El maestro… dónde está el maestro…
Una mano le agarró del pelo. Los dedos se entrecruzaban con tanta fuerza que le dolía el cuero cabelludo; arrastraron su cabeza hacia atrás, hasta la misma esquina de la piscina. Por encima de él oyó la voz de Jonny.
– Ése es mi hermano. Hijo de puta.
Le golpeó la cabeza un par de veces y el agua chapoteaba en sus orejas mientras Jimmy se acercaba hasta donde estaban y se ponía en cuclillas con la navaja en la mano.
– Hola, Oskar.
Oskar tragó agua y empezó a toser. Cada tirón ocasionado por la tos hacía que le doliera la raíz del pelo, donde los dedos de Jonny le agarraban cada vez más fuerte. Cuando se le pasó la tos, tintineó el filo de la navaja de Jimmy contra los azulejos del borde.
– Tú, he pensado esto. Que íbamos a hacer un pequeño campeonato. Quédate totalmente quieto…
La navaja pasó justo por encima de la frente de Oskar cuando Jimmy se la tendió a Jonny y éste pasó a agarrar a Oskar por el pelo.

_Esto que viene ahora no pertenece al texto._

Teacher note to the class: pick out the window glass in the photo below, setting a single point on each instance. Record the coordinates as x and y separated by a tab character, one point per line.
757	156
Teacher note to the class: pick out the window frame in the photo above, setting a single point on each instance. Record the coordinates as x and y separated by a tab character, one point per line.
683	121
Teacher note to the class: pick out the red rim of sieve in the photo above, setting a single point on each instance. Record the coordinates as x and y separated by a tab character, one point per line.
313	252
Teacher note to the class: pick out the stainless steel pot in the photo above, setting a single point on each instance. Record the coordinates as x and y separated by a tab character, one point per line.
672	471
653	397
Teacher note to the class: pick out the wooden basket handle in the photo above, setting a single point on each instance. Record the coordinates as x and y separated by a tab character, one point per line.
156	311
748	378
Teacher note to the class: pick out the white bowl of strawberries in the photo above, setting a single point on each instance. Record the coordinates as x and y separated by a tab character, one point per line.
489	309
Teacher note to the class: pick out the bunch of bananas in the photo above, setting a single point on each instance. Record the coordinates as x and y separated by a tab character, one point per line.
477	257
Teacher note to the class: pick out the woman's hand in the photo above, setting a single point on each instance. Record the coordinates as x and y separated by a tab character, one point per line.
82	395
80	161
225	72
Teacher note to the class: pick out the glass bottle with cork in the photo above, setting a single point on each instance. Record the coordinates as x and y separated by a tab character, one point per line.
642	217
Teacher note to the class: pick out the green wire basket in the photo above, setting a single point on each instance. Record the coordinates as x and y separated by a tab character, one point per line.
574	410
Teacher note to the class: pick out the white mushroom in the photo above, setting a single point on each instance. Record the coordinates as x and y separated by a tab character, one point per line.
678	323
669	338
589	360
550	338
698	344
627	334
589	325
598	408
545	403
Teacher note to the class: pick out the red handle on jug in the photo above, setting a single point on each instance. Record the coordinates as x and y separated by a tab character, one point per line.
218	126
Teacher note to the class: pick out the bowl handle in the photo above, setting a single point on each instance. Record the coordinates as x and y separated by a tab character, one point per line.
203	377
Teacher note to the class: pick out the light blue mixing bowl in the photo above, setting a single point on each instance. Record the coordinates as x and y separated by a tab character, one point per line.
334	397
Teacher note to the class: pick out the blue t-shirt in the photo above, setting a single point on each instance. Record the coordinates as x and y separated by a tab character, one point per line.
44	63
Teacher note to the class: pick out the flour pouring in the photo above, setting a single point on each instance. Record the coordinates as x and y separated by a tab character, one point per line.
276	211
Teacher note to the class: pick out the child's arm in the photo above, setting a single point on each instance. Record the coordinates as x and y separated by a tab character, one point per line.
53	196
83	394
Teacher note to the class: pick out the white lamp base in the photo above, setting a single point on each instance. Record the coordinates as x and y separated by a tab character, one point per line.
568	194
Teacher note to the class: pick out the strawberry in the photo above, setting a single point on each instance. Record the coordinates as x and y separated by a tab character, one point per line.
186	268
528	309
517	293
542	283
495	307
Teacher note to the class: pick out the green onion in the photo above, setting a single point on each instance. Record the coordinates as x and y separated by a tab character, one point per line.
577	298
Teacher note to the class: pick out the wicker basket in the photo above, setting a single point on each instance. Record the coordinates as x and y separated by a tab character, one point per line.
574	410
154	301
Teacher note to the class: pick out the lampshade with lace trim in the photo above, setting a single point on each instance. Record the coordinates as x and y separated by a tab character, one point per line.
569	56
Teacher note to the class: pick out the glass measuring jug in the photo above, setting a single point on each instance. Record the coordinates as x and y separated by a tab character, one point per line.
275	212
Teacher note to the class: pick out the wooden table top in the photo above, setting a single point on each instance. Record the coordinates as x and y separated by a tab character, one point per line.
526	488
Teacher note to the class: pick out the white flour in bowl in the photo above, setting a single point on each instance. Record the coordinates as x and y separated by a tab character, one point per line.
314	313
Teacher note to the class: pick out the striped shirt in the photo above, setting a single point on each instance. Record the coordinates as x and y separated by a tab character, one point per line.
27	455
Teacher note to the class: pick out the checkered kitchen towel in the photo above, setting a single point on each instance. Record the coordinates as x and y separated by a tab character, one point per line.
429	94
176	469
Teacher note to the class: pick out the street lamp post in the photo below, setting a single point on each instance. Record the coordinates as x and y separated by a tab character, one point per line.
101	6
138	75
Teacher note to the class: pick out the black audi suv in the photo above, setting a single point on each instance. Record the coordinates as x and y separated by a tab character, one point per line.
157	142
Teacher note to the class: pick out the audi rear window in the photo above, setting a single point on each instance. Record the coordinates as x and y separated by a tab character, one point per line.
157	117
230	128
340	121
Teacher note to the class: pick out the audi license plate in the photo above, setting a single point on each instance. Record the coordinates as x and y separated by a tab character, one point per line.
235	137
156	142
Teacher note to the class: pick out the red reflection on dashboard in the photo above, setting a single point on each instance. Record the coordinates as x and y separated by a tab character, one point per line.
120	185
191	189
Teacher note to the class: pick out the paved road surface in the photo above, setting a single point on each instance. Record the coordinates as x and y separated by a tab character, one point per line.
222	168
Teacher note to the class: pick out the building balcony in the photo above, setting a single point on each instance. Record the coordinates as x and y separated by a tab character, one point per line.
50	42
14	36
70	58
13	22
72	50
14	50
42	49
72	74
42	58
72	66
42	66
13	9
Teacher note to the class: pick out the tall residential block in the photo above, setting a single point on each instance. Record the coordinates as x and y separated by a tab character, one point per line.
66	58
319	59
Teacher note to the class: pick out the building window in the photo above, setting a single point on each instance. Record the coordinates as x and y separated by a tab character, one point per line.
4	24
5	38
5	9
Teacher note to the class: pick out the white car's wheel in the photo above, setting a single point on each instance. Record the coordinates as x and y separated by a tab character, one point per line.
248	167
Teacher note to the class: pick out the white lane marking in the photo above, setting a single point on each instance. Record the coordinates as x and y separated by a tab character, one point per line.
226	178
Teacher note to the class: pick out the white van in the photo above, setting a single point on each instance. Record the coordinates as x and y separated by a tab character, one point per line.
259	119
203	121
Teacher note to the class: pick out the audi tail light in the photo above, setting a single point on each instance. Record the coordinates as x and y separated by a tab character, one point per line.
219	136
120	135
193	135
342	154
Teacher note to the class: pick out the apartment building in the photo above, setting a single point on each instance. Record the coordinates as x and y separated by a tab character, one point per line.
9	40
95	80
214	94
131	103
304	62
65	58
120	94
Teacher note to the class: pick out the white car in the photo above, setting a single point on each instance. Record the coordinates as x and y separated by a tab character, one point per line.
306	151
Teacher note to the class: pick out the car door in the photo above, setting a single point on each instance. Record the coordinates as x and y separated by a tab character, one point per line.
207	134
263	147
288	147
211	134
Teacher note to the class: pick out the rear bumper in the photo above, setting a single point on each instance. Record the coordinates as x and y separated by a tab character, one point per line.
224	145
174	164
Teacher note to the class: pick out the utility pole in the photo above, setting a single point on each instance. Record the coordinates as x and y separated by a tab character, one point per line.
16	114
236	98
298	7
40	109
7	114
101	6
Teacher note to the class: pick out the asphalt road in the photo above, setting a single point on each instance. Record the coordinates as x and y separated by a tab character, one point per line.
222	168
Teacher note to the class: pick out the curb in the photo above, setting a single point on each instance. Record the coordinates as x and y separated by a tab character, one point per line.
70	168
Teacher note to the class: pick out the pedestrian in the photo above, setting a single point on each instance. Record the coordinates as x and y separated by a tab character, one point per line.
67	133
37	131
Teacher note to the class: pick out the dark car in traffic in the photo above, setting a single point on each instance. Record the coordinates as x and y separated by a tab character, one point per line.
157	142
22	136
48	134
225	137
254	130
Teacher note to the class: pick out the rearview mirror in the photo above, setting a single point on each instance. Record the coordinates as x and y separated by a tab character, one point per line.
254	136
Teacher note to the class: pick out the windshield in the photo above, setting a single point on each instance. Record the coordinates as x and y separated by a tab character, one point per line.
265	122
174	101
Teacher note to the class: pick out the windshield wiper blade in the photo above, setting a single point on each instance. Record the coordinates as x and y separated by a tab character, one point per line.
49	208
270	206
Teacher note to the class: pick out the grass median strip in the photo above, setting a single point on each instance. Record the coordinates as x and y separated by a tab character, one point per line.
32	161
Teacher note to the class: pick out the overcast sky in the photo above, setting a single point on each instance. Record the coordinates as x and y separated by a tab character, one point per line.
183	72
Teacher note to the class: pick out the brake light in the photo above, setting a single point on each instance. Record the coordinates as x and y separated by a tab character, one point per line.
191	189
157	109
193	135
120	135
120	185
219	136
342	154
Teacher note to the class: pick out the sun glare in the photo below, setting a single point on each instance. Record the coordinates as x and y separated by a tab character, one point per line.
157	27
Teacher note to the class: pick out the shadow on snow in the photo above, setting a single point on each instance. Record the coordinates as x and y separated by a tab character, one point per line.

Oskar no se atrevía a hacer nada. Había mirado a Jimmy a los ojos durante unos segundos y le pareció que estaban totalmente locos. Tan llenos de odio que era imposible mirarlos.
Tenía la cabeza apretada contra la esquina de la piscina. Sus brazos flotaban sin fuerza en el agua. No había nada a lo que agarrarse. Buscó a los otros chicos. Estaban fuera, en el otro extremo; Micke más adelantado, todavía sonriendo, expectante. Los demás parecían asustados.
Nadie le iba a ayudar.
– Sí, así… es sencillo, eh. Reglas sencillas. Tú permaneces bajo el agua durante… cinco minutos. Si lo consigues no te haremos más que un pequeño arañazo en la mejilla o algo así. Un pequeño recordatorio, sólo. Si no lo consigues, entonces… bueno, cuando saques la cabeza te clavaré la navaja en un ojo. ¿Vale? ¿Has comprendido las reglas?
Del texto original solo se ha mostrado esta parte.